Love comes in many guises.
Love for dearest friends
Love for family, one’s children in particular
We use the word loosely and often. We love chocolate, theater, gardening—whatever we feel strongly about. But no one seriously confuses these feelings with love.
Although beloved friends and family are direct extensions of liking, romantic love is in a category largely by itself.
A key ingredient of romantic love is arousal. According to Psychologist Elaine Hatfield (1988, and not contradicted since), emotions have two ingredients: physical arousal plus cognitive appraisal. Arousal from any source can enhance any emotion, depending on how we interpret the cause of the arousal.
Note for writers: at least part of the arousal from any source (fright, heavy duty workout, viewing erotica, listening to humorous or repulsive readings) will be attributed to a suitable object of affection.
Intense romantic love per se doesn’t last. Romantic love reaches a fever pitch of obsession—infatuation, if you will—early on. This is the period of constant calls, texts, letters (whatever fits the time period), exchanging love poems, giving personally meaningful gifts, etc.. For one thing, it gets exhausting! But a case can be made that continued total focus on one’s partner/mate bodes ill for the well-being of any children they might have.
Men focus more on physical attractiveness. Although interested in appearance, women generally value their potential mate’s status/ financial security over physical beauty. These findings hold cross-culturally and even when someone is seeking a same-sex partner.
Age also matters: men value youth more than women do.
Men are much more willing to engage in casual sex than women are, and their standards for sex partners are lower.
Gender differences in mate preferences may be accounted for by social norms and expectations. The different socio-economic status of women and the level of gender equality within a society is also a factor in what attributes are prioritized when seeking a mate.
I’ll start with the Mating Gradient. As long ago as the mid-1950s, Margaret Mead wrote about the propensity for couples in which the men were older, taller, smarter, better educated, higher earning, and of higher socio-economic status than the women. Decades later, I conducted an experiment in which I had men and women respond to a hypothetical love relationship with either the traditional pattern (as outlined) or the opposite.
As expected, people in the traditional hypothetical relationships were comfortable and positive.
When men responded to a loved one who was two years older, two inches taller, better educated, higher earning, more intelligent, and higher socio-economic status, they were surprisingly okay with it! A typical response was, “If a babe like that loves me, I must be pretty hot stuff!”
When women responded to a loved one who was lesser on all these dimensions, they were generally negative. A typical response was, “I couldn’t respect a man like that. How could I love him?”

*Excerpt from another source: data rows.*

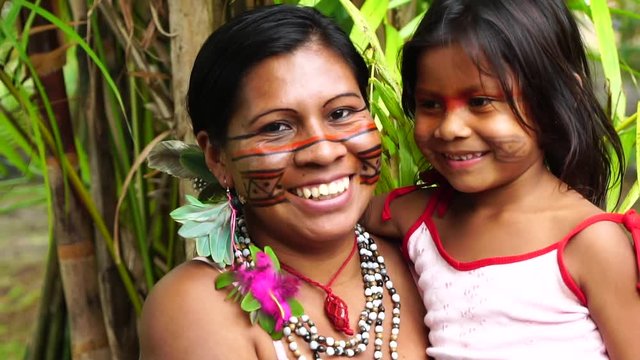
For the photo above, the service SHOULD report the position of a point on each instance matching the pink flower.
(269, 287)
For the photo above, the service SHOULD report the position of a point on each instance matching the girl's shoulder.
(184, 316)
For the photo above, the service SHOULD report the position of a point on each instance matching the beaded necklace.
(375, 279)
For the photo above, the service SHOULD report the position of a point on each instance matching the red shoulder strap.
(386, 211)
(630, 220)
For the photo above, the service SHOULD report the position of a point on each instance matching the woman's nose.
(322, 149)
(453, 125)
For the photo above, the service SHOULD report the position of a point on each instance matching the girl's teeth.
(332, 188)
(463, 157)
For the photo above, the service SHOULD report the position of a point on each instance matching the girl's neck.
(531, 190)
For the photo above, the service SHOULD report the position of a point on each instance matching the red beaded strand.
(334, 307)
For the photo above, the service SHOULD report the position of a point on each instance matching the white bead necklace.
(375, 279)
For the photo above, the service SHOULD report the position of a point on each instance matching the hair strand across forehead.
(239, 45)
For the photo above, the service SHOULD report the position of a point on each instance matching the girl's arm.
(391, 215)
(602, 261)
(372, 219)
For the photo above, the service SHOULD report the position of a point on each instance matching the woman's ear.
(215, 159)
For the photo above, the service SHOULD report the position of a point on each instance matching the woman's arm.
(184, 317)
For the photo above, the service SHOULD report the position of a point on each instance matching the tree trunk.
(72, 225)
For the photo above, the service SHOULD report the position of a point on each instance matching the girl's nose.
(453, 125)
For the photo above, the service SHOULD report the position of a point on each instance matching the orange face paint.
(300, 145)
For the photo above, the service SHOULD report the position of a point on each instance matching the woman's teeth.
(323, 190)
(462, 157)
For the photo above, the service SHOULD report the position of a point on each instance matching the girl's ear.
(215, 159)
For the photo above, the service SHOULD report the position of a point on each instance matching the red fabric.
(630, 220)
(386, 211)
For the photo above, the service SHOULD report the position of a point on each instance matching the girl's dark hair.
(535, 46)
(239, 45)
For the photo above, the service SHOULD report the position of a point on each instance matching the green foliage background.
(137, 107)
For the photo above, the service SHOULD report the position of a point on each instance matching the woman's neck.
(315, 258)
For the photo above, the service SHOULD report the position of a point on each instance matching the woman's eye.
(340, 114)
(275, 127)
(479, 102)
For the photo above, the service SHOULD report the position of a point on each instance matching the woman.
(278, 104)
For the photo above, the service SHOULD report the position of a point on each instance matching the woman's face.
(302, 148)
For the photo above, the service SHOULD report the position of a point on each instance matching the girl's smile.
(465, 126)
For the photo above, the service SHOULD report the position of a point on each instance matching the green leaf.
(609, 56)
(76, 38)
(397, 3)
(196, 163)
(373, 12)
(254, 250)
(234, 293)
(393, 44)
(224, 279)
(407, 31)
(631, 198)
(250, 303)
(389, 98)
(296, 307)
(274, 259)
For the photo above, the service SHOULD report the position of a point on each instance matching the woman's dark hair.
(535, 46)
(239, 45)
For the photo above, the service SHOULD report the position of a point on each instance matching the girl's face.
(302, 148)
(465, 127)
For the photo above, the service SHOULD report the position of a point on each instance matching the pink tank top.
(517, 307)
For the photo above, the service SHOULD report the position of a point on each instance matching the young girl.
(513, 256)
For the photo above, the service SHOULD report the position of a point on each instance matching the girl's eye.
(430, 105)
(479, 102)
(275, 127)
(340, 114)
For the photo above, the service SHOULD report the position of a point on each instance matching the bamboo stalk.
(72, 228)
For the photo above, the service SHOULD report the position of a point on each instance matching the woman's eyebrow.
(347, 94)
(265, 113)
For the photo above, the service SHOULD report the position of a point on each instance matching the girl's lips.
(462, 161)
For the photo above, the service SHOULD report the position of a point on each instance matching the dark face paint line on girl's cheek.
(510, 149)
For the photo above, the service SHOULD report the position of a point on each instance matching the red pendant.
(338, 313)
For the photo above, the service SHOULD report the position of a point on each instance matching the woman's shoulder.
(184, 316)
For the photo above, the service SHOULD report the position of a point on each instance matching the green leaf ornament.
(250, 303)
(296, 307)
(209, 225)
(224, 279)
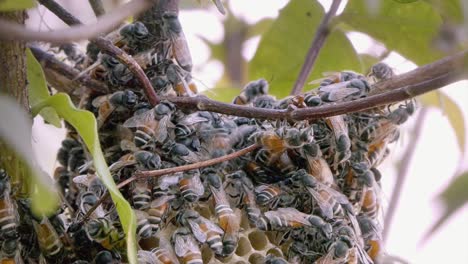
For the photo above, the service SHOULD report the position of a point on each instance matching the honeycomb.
(319, 178)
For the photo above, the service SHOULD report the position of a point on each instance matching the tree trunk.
(13, 82)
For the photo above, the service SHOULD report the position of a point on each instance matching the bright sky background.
(434, 163)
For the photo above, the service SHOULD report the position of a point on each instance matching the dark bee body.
(185, 247)
(251, 91)
(202, 229)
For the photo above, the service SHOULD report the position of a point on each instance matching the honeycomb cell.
(258, 240)
(256, 258)
(243, 247)
(275, 251)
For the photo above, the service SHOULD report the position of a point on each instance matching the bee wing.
(197, 185)
(82, 180)
(334, 87)
(339, 197)
(338, 125)
(181, 245)
(181, 50)
(168, 180)
(161, 129)
(199, 234)
(192, 119)
(325, 206)
(293, 214)
(219, 6)
(140, 120)
(161, 200)
(212, 226)
(219, 195)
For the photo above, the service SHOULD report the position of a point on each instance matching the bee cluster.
(309, 193)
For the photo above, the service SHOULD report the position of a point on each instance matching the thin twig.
(402, 87)
(109, 48)
(106, 23)
(201, 164)
(320, 35)
(402, 173)
(97, 7)
(51, 65)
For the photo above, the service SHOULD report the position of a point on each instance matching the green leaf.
(85, 123)
(453, 198)
(13, 5)
(406, 28)
(283, 48)
(259, 28)
(38, 89)
(452, 111)
(15, 131)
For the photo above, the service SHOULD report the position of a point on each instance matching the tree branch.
(402, 173)
(106, 23)
(109, 48)
(201, 164)
(402, 87)
(320, 35)
(54, 67)
(97, 7)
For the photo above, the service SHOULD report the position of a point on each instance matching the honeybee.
(227, 219)
(179, 153)
(49, 241)
(316, 164)
(9, 218)
(136, 36)
(344, 91)
(173, 30)
(144, 228)
(10, 253)
(106, 233)
(191, 186)
(164, 253)
(381, 72)
(202, 229)
(285, 218)
(342, 141)
(242, 189)
(329, 200)
(118, 101)
(250, 91)
(185, 246)
(152, 124)
(158, 211)
(87, 201)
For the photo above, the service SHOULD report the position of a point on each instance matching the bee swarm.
(308, 194)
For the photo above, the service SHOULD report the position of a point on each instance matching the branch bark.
(108, 47)
(402, 87)
(320, 36)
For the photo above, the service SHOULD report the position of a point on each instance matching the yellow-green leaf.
(15, 132)
(453, 198)
(13, 5)
(37, 87)
(452, 111)
(282, 49)
(85, 123)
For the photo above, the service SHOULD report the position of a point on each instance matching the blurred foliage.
(283, 47)
(85, 124)
(408, 28)
(13, 5)
(18, 158)
(451, 110)
(37, 88)
(454, 197)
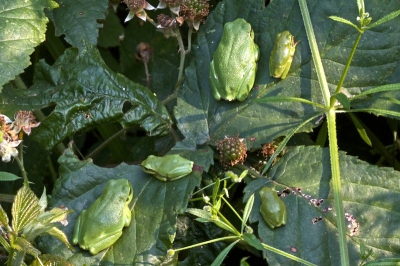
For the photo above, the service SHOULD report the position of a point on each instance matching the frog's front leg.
(77, 229)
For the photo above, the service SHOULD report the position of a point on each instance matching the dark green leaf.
(78, 20)
(218, 261)
(252, 241)
(155, 206)
(22, 27)
(4, 176)
(202, 118)
(51, 260)
(369, 194)
(87, 94)
(110, 35)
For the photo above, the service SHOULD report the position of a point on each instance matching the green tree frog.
(168, 168)
(282, 55)
(273, 210)
(234, 65)
(101, 224)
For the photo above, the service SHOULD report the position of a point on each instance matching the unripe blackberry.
(232, 151)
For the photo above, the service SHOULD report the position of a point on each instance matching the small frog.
(234, 65)
(282, 55)
(168, 168)
(272, 209)
(101, 225)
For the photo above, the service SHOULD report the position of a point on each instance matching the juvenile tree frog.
(234, 65)
(272, 209)
(101, 224)
(168, 168)
(282, 55)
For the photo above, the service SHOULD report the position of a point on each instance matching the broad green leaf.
(202, 118)
(78, 20)
(342, 99)
(112, 32)
(24, 209)
(4, 176)
(22, 28)
(87, 94)
(252, 240)
(370, 194)
(155, 206)
(164, 57)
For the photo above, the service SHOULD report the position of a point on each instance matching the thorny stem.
(147, 74)
(105, 143)
(189, 40)
(151, 20)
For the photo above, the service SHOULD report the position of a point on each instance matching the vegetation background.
(101, 116)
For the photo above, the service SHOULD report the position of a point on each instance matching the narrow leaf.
(60, 235)
(247, 211)
(218, 261)
(3, 217)
(384, 262)
(5, 176)
(360, 129)
(345, 21)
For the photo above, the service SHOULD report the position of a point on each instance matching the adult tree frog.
(282, 55)
(168, 168)
(101, 224)
(272, 209)
(234, 65)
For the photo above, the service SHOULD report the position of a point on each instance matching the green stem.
(105, 143)
(333, 146)
(233, 209)
(337, 188)
(346, 68)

One interpretation of all this is that, traditionally, women are supposed to be taken care of by their mates and men are (perhaps) threatened when of an inferior status. But the upshot of men marrying down and women marrying up is that, overall, the least marriageable men are at the bottom of the heap while the most capable, successful women remain unmarried at the top.
Consider the implications of the traditional relationship. Feeling constantly inferior leads to depression and feelings of inadequacy. Feeling constantly superior leads to lack of respect and perhaps a power grab.

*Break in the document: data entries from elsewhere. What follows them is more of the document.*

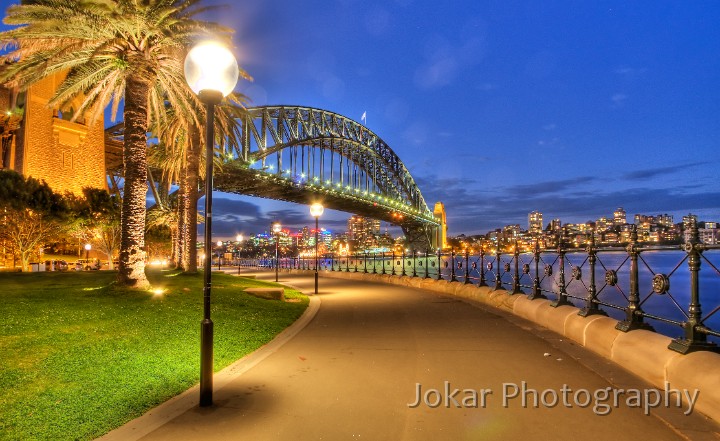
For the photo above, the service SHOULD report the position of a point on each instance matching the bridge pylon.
(440, 237)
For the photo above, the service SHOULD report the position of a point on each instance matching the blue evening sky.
(499, 108)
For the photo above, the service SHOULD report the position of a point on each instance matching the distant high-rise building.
(603, 224)
(665, 220)
(619, 216)
(363, 230)
(688, 222)
(535, 225)
(555, 225)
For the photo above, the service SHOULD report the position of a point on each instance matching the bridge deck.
(351, 372)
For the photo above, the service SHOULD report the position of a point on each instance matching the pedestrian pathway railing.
(644, 287)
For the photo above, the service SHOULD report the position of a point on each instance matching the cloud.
(639, 175)
(618, 99)
(473, 208)
(445, 59)
(630, 72)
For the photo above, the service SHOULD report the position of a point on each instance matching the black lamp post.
(211, 71)
(87, 255)
(316, 210)
(277, 228)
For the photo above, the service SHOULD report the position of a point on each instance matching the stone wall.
(67, 155)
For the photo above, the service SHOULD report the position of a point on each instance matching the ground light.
(211, 71)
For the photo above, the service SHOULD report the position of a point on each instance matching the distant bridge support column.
(419, 237)
(440, 239)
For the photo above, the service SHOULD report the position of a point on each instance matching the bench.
(267, 293)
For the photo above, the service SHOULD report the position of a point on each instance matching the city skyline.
(499, 108)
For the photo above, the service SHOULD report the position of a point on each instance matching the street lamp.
(238, 248)
(276, 229)
(211, 71)
(87, 255)
(316, 210)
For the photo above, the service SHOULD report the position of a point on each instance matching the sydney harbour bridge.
(305, 155)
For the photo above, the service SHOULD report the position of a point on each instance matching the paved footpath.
(352, 371)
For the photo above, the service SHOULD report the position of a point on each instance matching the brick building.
(42, 142)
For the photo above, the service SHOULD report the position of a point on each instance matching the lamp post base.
(206, 362)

There is research evidence that enduring relationships are based on equality. So how can these things be reconciled? One way would be for the man to be “superior” on at least one dimension while the woman is “superior” in one or more of the other areas.
And speaking of the relationship of respect to liking and loving: Zick Rubin introduced the concept back in the 1970s, published as Measurement of Romantic Love in the Journal of Personality and Social Psychology. Rubin created scales to measure liking, loving, and lusting. Each item was rated on a 5-point scale from “not at all true” to “very much true.” Examples of these statements are below:
Liking scale items: I have great confidence in X’s judgment. X is one of the most likable people I know. I think that X and I are quite similar. I think that X is unusually well-adjusted.

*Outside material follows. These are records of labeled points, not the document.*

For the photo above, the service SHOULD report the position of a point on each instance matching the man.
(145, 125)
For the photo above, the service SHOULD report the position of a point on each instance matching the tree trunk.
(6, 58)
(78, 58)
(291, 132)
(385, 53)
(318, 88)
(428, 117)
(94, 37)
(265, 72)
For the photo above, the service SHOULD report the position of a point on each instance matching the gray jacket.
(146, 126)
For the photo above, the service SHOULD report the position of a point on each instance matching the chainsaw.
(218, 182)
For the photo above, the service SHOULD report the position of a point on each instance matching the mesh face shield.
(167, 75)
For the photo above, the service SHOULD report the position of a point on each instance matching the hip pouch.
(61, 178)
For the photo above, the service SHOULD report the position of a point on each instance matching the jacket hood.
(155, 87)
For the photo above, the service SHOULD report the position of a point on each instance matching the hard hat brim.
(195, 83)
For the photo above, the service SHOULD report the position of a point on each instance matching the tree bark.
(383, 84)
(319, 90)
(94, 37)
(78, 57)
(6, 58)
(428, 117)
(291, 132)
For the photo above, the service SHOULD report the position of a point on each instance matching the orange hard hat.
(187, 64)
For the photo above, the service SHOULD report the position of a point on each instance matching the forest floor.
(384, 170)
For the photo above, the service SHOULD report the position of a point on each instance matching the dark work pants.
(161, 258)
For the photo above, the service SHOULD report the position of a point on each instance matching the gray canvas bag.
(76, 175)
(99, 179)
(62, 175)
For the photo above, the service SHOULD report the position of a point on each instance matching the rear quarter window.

Loving Scale items: I would do almost anything for X. If I could never be with X, I would feel miserable. I feel responsible for X’s well-being. When I am with X, I spend a good deal of time just looking at him/her.
Lust Scale items: I can’t stop thinking about having sex with X. The best thing about X and my relationship is that we let our bodies do all the talking. X’s attitudes and opinions don’t really matter in our relationship. The best part of my relationship with X is the sexual chemistry.
We tend to like people more when we are in a good mood, and we like them less when we are in bad moods. As partners stay together over time, cognition becomes relatively more important than passion. Over time, close relationships are more likely to be based on companionate love than passionate love.
Bottom line for writers: if you’re writing a love relationship, be clear on what kind of love it is!